IT is the CPI(M)’s refusal to identify the Indian big bourgeoisie as dependent and reactionary that serves as the biggest programmatic source of all its political opportunism. If this Indian big bourgeoisie is really interested in defending independence and sovereignty, how does the CPI(M) explain India’s increasing capitulation to the trinity of IMF-WB-GATT? Moreover, in the CPI(M)’s view, economy is not the main arena of imperialist intervention and nor are the big bourgeoisie and its principal party, the Congress, the foremost agency of imperialist penetration and pressure. Because that would not allow the party to get away with its vague thesis of dual character without bothering to identify the primary aspect in this duality. The two key channels of imperialist intervention according to CPI(M) are then located in Pakistan and in the secessionist and other national autonomy or statehood movements. In his critique of our Party in The Marxist in 1990, Prakash Karat pointed out that “the IPF-ML have to realise that to fight against imperialism in India today, the struggle against it has to focus on this keylink of imperialist aid to divisiveness”.CPI(ML)/1PF: Quest for A Left Role, The Marxist, October-December 1990, p 33. We were also accused of taking a “starry-eyed idealistic view of Pakistan”. We were criticised because when relations between India and Pakistan were tense because of the Kashmir developments, we directed the edge of our “propaganda against the war jingoism of the Indian ruling classes”. The message is clear: when relations are tense between India and Pakistan, and they are almost always so, join the chauvinistic chorus against Pakistan and don’t oppose the jingoism of your own bourgeoisie.
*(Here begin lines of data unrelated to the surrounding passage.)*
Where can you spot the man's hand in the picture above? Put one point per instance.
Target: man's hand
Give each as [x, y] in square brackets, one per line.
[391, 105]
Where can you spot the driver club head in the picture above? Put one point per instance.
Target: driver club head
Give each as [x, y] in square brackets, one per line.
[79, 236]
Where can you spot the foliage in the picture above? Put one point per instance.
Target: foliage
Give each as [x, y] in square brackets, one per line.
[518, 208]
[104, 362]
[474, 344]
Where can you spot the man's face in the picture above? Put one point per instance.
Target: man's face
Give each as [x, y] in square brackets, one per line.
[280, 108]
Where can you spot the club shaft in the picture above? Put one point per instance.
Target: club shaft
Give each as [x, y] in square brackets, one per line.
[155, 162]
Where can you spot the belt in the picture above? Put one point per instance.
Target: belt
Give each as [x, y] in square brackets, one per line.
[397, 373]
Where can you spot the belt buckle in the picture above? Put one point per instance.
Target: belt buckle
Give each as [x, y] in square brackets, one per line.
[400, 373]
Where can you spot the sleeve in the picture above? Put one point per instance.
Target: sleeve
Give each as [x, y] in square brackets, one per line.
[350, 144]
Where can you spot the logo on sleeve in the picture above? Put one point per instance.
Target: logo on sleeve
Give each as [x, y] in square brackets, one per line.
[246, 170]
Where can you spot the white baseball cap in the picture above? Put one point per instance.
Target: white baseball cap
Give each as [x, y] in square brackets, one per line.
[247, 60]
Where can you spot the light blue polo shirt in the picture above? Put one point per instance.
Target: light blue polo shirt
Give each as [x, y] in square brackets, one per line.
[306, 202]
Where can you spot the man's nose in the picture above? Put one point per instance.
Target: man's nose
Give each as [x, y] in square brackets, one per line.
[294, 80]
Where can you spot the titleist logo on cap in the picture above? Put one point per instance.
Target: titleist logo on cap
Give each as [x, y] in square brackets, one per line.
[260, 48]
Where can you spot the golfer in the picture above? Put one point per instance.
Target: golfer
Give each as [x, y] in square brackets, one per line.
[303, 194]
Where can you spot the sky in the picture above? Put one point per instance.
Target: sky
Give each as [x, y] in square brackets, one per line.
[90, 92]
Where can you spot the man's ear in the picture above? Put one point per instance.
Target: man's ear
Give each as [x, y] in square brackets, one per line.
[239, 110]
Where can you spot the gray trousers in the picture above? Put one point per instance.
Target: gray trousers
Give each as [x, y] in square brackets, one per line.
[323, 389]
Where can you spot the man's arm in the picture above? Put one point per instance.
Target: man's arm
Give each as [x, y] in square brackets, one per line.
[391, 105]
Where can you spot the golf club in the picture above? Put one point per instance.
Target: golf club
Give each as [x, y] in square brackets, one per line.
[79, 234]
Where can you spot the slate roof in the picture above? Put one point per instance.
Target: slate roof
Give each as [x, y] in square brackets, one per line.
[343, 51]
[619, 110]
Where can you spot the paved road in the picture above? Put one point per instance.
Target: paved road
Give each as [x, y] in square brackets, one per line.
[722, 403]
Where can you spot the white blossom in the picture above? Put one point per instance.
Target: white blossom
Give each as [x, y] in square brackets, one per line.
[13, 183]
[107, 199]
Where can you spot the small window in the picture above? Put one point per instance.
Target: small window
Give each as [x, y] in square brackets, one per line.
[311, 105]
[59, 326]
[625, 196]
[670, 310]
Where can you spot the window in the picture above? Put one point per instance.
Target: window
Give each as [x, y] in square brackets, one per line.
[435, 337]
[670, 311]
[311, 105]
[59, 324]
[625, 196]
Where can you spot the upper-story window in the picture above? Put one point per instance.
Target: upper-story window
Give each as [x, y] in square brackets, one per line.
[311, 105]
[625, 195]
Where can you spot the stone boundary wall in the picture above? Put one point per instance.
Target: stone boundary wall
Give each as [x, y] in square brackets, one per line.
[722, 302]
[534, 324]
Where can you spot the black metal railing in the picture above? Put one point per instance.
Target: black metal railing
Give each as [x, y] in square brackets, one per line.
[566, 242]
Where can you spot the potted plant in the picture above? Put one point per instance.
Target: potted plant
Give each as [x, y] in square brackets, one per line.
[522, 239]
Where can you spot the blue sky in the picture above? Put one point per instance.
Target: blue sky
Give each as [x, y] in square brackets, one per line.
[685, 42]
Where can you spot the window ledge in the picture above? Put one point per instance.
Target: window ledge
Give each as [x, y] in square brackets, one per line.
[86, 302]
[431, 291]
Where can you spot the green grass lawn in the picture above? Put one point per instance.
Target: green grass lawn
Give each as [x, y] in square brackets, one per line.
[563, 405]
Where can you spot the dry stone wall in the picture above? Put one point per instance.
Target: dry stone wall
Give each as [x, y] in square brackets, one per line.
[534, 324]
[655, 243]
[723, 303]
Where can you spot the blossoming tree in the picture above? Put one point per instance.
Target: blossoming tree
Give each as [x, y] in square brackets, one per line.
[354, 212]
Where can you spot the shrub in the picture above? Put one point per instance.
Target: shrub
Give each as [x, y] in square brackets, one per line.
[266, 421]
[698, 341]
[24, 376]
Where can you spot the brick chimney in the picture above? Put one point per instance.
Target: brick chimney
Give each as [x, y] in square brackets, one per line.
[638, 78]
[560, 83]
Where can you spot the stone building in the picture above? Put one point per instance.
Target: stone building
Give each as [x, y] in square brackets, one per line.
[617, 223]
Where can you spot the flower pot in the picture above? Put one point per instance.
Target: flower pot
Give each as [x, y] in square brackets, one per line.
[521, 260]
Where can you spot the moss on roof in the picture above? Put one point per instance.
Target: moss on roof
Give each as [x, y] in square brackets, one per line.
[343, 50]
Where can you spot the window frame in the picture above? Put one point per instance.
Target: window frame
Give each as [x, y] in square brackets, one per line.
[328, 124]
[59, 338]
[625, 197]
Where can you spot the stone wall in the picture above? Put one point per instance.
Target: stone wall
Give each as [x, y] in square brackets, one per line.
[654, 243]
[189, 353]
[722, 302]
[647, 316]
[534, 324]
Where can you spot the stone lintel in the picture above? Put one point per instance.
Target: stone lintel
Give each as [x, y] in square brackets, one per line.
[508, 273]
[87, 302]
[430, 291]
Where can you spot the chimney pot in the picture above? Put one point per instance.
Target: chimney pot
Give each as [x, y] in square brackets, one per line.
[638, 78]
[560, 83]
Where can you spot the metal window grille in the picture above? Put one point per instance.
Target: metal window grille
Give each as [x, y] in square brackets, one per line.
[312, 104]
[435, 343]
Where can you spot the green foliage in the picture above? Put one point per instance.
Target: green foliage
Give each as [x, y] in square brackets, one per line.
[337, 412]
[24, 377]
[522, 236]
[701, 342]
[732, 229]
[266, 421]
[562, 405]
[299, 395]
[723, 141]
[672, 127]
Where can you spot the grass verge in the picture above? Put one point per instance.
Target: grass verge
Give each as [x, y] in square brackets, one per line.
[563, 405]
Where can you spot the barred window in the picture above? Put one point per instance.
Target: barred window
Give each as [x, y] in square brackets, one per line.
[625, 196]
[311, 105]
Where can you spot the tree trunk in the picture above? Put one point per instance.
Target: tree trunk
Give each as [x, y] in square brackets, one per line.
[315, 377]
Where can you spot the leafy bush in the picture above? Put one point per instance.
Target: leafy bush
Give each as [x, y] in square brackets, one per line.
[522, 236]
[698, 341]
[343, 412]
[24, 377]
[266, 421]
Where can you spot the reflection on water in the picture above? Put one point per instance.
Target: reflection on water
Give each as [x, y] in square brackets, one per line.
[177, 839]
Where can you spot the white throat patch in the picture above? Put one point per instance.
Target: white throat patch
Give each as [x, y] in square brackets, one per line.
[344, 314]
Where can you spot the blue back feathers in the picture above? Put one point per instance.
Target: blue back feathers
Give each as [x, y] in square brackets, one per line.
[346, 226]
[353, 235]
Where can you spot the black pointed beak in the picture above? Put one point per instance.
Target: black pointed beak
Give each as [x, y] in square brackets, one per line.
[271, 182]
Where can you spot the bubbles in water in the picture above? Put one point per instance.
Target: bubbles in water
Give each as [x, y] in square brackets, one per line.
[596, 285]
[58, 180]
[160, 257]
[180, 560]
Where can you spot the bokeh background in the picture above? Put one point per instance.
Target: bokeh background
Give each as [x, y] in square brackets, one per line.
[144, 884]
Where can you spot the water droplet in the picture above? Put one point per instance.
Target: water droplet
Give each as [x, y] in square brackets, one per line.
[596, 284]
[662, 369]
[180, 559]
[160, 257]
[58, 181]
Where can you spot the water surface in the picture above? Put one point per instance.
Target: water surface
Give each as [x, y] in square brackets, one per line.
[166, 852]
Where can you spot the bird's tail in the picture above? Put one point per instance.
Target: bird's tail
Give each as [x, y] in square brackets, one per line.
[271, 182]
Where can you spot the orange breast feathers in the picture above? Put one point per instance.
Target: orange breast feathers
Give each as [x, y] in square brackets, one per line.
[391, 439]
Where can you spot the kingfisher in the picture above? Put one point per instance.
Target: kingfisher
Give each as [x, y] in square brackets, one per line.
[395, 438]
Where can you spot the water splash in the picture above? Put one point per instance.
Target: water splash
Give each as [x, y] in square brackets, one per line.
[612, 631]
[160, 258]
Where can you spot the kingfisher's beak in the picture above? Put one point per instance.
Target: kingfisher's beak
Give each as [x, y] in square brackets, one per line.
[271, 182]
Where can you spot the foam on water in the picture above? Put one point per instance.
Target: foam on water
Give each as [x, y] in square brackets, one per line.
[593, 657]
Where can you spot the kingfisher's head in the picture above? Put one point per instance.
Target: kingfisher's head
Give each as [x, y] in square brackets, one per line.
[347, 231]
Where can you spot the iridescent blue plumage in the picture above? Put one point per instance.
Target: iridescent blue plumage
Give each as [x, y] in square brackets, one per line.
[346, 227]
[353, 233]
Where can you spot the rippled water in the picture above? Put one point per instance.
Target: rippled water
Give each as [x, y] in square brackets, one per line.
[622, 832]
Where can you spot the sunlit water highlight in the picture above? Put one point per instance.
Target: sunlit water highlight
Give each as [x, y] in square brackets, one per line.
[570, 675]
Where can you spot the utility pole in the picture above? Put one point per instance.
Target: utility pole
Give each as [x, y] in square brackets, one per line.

This opportunist apology of national chauvinism was theorised in great detail and with great gusto in another article in The Marxist in 1985. The article, titled “Peace in South Asia : the Pakistan Question”, accused Pakistan of bringing imperialist forces into the subcontinental strategic environment, overtly and covertly encouraging, with US backing, our other neighbours to keep up a confrontational posture towards India and striving to diplomatically contain India, pinning it down in endless regional problems and preventing it from playing the larger global role it seeks to play. The author called for giving up the notion which inhibits criticism of the US-Pakistan axis in general and of Pakistan in particular on the ground that it would lead to national chauvinism or softening up of the Left attitude towards the Congress. Pakistan, he pointed out, is not just another state bordering India, but is a peddler of feudal ideology, an agent of US imperialism and a bulwark against communism. The article concluded by exhorting the Left to discharge its historical task to preserve national integrity, fight feudal ideologies and resist imperialist penetration by launching an uninhibited campaign on these issues without being defensive. All these would have been really revolutionary prescriptions for a Communist Party in Pakistan, but when an Indian Communist Party invokes these arguments to rationalise anti-Pak propaganda, it is nothing but the worst kind of opportunist capitulation to the bourgeois ideology of national chauvinism.

There is also an ugly internal face of this chauvinism which manifests itself in the CPI(M) position on the secessionist and other nationality and tribal autonomy movements which are often clubbed together as divisive forces. Incidentally, the CPI(M)’s present policy of extending direct or indirect support to the ruling classes’ way of tackling the nationality question in India can be attributed to the correction it introduced in the concerned chapter of the party programme in the Ninth Party Congress. The 1951 programme had recognised the right of nationalities to self-determination including secession. The Ninth Congress dropped this para and rewrote the entire chapter. All references to India's multinational character were omitted from the programme and the nationality question was sought to be explained away only as a set of residual problems concerning linguistic states, Centre-State relations and tribal autonomy. Since then, secessionist movements and in many cases even demands for statehood or autonomy have lost all their objectivity to the CPI(M) which treats such movements primarily as imperialist-aided anti-national conspiracies.

In his explanatory speech on Party Programme at the 1985 Central Party School, Basavapunniah pointed out that “India is a multilingual, multinational and multiracial subcontinent, and it was merged into a single State under British rule by the British bayonet.” If that is so then one should naturally expect some attempts to undo that forced integration in the post-British period. Some of the North-Eastern movements do indeed belong to this category. But more importantly we must remember that the natural tendency of capitalism is to lead to nation states. The multinational form is quite exceptional and perhaps compatible only with backward capitalism. The development of capitalism is bound to strengthen not merely the elements of pan-Indian consciousness but also what could be called regional or nationality consciousness. The integration of the feudal kingdoms into the Indian Union and the subsequent formation of linguistic states have not eliminated this natural tendency or law of capitalist development but only facilitated it by removing some obvious fetters and providing a new framework for the growth of such sub-nationalism.